Bitcoin’s price has dropped over 3% in the past week, currently trading around $83,748, according to Cointelegraph Markets Pro. Ryan Lee, chief analyst at Bitget Research, warns that Bitcoin faces potential downside pressure due to increasing global macroeconomic uncertainty, including trade tariffs.
Analyst Insights: Key Price Levels
Lee emphasized the importance of Bitcoin maintaining a weekly close above $81,000, stating:
“The key level to watch for the weekly close is $81,000 range. Holding above that would signal resilience, but if we see a drop below $76,000, it could invite more short-term selling pressure.”
Market expectations currently suggest a 98% chance that the Federal Reserve will keep interest rates unchanged, according to the CME Group’s FedWatch tool. However, Lee cautioned that any unexpected hawkish signals from the Fed could negatively impact Bitcoin and other risk assets.
“The market largely expects the Fed to hold rates steady, but any unexpected hawkish signals could put pressure on Bitcoin and other risk assets,” said Lee.

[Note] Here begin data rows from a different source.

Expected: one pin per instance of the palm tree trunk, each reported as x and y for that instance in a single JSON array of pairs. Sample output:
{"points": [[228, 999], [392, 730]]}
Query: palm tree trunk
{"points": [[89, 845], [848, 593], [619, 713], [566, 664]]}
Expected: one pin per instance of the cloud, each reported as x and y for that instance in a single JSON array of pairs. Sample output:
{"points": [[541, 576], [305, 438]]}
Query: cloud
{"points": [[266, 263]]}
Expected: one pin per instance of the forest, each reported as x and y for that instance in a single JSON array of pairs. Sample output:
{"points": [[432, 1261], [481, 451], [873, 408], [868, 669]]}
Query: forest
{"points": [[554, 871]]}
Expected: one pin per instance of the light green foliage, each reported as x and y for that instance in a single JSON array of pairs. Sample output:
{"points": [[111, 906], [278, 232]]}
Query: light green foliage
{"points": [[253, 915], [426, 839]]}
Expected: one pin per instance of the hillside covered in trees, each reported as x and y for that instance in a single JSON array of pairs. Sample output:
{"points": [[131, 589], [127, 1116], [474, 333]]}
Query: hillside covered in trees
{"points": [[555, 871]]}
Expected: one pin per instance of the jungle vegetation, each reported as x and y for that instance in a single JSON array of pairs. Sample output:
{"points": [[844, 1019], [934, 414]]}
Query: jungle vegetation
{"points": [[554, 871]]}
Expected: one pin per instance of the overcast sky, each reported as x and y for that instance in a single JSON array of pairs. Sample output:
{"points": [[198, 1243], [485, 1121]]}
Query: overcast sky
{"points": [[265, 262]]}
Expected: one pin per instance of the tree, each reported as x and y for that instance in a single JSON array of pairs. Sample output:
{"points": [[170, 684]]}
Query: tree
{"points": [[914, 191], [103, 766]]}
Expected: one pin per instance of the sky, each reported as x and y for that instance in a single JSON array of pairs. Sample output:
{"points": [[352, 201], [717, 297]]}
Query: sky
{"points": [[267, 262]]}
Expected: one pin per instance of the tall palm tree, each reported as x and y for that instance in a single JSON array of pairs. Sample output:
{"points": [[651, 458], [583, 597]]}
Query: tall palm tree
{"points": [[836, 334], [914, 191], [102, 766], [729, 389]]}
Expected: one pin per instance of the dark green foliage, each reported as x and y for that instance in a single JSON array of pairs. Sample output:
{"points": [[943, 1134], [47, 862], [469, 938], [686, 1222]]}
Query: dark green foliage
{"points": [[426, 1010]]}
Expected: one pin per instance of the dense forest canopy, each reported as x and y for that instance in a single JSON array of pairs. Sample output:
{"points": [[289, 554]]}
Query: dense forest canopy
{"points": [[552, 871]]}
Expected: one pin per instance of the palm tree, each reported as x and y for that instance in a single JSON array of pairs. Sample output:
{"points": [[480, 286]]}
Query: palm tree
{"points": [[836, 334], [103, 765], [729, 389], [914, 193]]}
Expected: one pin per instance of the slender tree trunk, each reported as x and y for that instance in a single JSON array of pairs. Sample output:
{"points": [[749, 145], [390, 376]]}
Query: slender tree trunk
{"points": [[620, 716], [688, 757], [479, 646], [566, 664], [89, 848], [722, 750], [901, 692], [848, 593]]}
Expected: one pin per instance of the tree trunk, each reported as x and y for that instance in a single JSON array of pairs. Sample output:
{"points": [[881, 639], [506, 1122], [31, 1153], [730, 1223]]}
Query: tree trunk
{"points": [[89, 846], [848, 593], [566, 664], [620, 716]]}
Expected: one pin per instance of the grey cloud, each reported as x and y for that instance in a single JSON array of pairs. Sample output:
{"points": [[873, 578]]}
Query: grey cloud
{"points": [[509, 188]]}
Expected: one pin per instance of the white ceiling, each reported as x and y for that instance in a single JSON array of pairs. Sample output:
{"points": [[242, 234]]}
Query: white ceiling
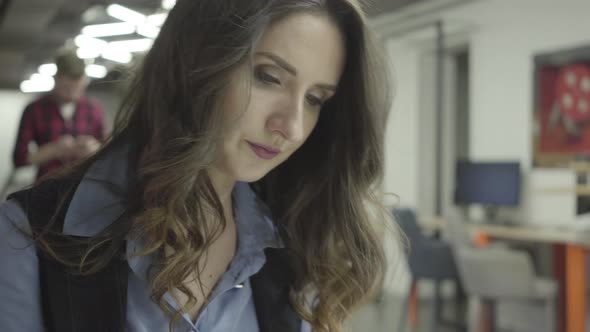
{"points": [[31, 30]]}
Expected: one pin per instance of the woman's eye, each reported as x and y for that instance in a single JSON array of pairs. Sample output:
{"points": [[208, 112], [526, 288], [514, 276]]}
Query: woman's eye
{"points": [[314, 101], [264, 77]]}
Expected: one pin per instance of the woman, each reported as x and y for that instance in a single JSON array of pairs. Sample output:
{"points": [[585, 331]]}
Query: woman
{"points": [[233, 193]]}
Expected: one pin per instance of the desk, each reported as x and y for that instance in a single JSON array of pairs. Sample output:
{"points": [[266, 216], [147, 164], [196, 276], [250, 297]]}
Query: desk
{"points": [[570, 246]]}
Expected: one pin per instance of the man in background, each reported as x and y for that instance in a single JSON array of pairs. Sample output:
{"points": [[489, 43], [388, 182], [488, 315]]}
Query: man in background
{"points": [[65, 125]]}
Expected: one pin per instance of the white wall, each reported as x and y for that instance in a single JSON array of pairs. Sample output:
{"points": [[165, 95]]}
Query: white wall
{"points": [[503, 37]]}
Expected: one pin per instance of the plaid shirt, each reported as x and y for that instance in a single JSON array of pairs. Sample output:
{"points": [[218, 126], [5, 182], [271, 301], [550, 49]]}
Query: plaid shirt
{"points": [[43, 123]]}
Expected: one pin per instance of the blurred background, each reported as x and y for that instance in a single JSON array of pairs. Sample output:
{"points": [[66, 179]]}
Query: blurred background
{"points": [[487, 151]]}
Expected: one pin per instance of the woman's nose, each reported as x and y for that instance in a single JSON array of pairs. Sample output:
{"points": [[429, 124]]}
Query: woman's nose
{"points": [[287, 120]]}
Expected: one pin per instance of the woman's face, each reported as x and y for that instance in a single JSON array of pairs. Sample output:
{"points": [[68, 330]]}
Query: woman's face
{"points": [[296, 67]]}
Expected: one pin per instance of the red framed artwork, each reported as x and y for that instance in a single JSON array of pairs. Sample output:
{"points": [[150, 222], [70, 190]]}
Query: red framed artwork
{"points": [[562, 107]]}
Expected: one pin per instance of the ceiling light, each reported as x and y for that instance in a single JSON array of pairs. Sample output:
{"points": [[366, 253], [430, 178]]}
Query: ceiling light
{"points": [[125, 14], [168, 4], [134, 45], [48, 69], [116, 55], [157, 19], [148, 30], [41, 83], [109, 29], [88, 53], [84, 41], [96, 71]]}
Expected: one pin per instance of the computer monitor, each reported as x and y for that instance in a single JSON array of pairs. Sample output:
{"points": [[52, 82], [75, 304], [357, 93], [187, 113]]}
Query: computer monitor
{"points": [[490, 184]]}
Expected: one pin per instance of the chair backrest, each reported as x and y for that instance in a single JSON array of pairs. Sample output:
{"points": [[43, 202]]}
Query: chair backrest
{"points": [[495, 272]]}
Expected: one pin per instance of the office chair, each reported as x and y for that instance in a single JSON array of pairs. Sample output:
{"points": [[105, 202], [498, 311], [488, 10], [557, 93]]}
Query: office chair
{"points": [[428, 258], [499, 274]]}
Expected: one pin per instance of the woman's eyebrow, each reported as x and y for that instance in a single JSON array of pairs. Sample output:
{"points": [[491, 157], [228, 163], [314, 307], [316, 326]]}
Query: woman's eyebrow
{"points": [[290, 68], [280, 62]]}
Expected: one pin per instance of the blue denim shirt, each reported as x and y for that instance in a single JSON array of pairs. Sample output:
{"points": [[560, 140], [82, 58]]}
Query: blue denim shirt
{"points": [[98, 201]]}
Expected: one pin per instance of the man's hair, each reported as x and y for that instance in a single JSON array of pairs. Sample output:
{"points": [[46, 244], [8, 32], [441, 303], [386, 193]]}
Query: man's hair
{"points": [[68, 64]]}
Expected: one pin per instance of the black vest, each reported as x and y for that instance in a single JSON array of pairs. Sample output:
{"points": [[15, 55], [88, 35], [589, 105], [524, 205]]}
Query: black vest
{"points": [[98, 302]]}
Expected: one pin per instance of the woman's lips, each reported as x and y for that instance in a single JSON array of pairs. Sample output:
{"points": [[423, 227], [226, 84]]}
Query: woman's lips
{"points": [[264, 151]]}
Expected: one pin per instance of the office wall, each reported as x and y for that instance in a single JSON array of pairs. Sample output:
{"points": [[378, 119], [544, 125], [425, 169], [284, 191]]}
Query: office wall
{"points": [[12, 104], [502, 37]]}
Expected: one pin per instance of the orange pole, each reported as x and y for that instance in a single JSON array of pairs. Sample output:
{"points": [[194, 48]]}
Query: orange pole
{"points": [[575, 274], [414, 305], [481, 239]]}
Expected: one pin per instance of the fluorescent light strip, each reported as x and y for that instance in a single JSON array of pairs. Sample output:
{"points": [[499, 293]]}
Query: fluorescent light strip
{"points": [[84, 41], [109, 29], [148, 30], [39, 84], [125, 14], [96, 71], [168, 4], [48, 69], [116, 55], [134, 45], [88, 53], [157, 19]]}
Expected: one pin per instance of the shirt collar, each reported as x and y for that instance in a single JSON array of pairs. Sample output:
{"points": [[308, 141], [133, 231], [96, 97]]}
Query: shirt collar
{"points": [[100, 197]]}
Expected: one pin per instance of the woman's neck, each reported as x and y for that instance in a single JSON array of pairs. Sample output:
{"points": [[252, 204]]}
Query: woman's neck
{"points": [[223, 186]]}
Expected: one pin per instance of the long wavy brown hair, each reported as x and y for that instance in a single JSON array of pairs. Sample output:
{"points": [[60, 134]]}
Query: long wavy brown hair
{"points": [[322, 196]]}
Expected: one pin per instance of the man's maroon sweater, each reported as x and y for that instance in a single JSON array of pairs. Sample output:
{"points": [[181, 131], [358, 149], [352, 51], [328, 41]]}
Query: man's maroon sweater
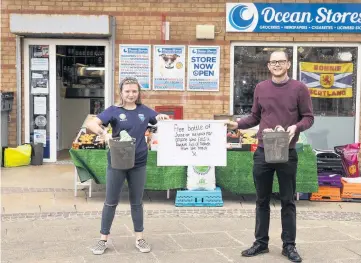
{"points": [[284, 104]]}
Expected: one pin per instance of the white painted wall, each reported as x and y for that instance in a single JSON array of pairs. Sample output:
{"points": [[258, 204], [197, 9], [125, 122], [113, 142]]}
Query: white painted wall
{"points": [[60, 24]]}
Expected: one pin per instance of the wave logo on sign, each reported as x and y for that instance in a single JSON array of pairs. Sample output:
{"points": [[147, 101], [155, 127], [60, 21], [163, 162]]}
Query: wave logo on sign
{"points": [[243, 17]]}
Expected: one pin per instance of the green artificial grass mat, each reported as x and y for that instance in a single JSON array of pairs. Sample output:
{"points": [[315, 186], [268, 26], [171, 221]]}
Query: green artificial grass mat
{"points": [[236, 177]]}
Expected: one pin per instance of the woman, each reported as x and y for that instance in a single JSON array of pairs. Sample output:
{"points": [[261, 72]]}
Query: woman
{"points": [[132, 116]]}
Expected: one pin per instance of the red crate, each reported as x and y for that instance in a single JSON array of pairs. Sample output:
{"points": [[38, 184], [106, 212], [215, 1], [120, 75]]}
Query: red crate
{"points": [[350, 190], [327, 194]]}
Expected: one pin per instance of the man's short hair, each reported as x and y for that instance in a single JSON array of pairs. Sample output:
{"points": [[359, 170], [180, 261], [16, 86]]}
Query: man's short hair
{"points": [[280, 51]]}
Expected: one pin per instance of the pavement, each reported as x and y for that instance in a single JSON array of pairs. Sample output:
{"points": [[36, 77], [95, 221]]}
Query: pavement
{"points": [[42, 221]]}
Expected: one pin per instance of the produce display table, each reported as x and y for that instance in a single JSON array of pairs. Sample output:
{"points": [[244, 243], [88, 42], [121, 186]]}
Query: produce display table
{"points": [[236, 177]]}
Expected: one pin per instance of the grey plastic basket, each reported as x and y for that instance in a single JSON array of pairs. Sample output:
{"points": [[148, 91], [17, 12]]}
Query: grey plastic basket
{"points": [[276, 147], [122, 154]]}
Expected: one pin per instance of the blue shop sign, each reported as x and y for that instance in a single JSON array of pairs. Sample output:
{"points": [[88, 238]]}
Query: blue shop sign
{"points": [[289, 17]]}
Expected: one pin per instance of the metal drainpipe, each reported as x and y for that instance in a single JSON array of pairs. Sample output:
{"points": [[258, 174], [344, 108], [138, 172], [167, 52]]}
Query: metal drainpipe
{"points": [[112, 46], [18, 91]]}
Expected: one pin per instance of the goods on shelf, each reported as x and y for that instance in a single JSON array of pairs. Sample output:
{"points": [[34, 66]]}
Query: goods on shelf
{"points": [[351, 188], [86, 139], [329, 179]]}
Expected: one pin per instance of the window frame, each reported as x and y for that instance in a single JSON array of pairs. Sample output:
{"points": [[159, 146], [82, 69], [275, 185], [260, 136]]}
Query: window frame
{"points": [[295, 47]]}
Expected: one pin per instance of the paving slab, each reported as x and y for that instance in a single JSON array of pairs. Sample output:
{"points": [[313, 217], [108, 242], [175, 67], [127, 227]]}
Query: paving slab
{"points": [[205, 240], [321, 234], [190, 256]]}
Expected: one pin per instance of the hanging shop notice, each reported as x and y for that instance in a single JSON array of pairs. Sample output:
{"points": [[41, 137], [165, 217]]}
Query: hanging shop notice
{"points": [[39, 105], [326, 80], [40, 82], [190, 142], [40, 136], [134, 61], [203, 68], [169, 67], [39, 64]]}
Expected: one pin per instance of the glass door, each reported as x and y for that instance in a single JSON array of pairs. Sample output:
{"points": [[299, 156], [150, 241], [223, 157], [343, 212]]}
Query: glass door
{"points": [[64, 81]]}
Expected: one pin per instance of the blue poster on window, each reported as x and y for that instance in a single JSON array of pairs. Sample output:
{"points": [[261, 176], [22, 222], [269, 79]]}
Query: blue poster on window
{"points": [[293, 17]]}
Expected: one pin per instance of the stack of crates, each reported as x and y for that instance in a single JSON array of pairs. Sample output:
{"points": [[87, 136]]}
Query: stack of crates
{"points": [[350, 191], [330, 172]]}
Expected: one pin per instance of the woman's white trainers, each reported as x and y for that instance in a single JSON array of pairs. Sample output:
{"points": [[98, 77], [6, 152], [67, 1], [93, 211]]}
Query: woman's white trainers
{"points": [[100, 247], [143, 246]]}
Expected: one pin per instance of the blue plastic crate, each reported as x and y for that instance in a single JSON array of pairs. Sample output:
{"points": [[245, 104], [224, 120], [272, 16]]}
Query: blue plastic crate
{"points": [[199, 198]]}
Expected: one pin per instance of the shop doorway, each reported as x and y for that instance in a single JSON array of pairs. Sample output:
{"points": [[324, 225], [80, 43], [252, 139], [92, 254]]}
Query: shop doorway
{"points": [[65, 81]]}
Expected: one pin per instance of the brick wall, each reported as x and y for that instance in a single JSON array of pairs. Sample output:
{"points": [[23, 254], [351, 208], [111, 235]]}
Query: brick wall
{"points": [[139, 22]]}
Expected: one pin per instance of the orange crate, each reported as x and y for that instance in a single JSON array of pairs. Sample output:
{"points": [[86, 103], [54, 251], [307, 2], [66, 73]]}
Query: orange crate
{"points": [[327, 193], [350, 190]]}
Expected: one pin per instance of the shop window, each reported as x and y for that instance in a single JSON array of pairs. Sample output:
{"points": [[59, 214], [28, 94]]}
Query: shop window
{"points": [[250, 68], [330, 73], [39, 96]]}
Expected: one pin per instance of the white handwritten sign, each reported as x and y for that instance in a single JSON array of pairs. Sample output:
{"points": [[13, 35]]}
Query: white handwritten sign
{"points": [[192, 142]]}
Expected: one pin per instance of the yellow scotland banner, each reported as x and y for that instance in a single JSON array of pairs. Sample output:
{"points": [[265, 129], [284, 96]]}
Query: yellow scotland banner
{"points": [[327, 80]]}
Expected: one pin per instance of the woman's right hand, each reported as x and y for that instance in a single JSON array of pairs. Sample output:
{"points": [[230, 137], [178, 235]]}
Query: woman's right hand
{"points": [[105, 137], [231, 125]]}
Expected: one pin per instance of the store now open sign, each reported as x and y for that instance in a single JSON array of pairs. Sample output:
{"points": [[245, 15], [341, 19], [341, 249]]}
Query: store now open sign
{"points": [[289, 17]]}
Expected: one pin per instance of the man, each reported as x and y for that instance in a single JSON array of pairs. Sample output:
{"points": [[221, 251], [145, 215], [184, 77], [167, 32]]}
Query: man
{"points": [[285, 102]]}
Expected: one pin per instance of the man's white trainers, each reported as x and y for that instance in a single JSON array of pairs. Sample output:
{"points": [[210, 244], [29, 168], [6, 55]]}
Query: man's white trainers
{"points": [[100, 247], [143, 246]]}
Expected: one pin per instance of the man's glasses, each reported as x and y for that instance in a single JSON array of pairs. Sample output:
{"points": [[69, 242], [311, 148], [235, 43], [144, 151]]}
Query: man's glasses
{"points": [[130, 81], [280, 62]]}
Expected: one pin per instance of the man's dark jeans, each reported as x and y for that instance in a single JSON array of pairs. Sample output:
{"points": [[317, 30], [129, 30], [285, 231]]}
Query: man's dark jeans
{"points": [[263, 179]]}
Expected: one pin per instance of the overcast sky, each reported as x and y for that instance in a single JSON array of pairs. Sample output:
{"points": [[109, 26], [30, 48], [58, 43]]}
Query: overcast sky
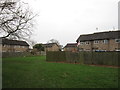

Even a dovish surprise, such as an unexpected rate cut, may not necessarily provide an immediate bullish catalyst for Bitcoin, as investors remain cautious about broader macroeconomic conditions.
Bitcoin’s Bullish Scenario: Break Above $85K
Despite concerns about downside risks, some analysts see potential bullish catalysts. Enmanuel Cardozo, market analyst at Brickken, believes that a weekly close above $85,000 could restore investor confidence and lead to Bitcoin’s next breakout.
“Traders and investors alike are keeping a close eye on the $80,000 support and the $85,000–$90,000 resistance, with a break above the latter potentially sparking a strong upward movement.”
Trump’s Bitcoin Reserve Bill Could Drive Long-Term Optimism
Regulatory developments may also play a role in Bitcoin’s market sentiment. On March 14, U.S. Representative Byron Donalds introduced a bill aimed at ensuring Trump’s Bitcoin reserve plan becomes permanent. If passed, the bill would prevent future administrations from dismantling the Strategic Bitcoin Reserve through executive action.
The bill needs at least 60 votes in the Senate and a House majority to pass. Given the current Republican Senate majority and growing crypto-friendly sentiment in Washington, there is a realistic chance of the bill advancing.
Bitcoin is at a critical juncture, with key technical and macroeconomic factors influencing its next move. A weekly close above $81,000 is crucial for maintaining stability, while a break above $85,000 could trigger the next bullish leg.
As the FOMC meeting approaches, Bitcoin traders will be watching closely for any signals from the Federal Reserve that could impact the broader risk asset market. Additionally, ongoing regulatory developments, such as the Trump Bitcoin reserve proposal, may shape the long-term adoption and perception of Bitcoin in institutional and governmental circles.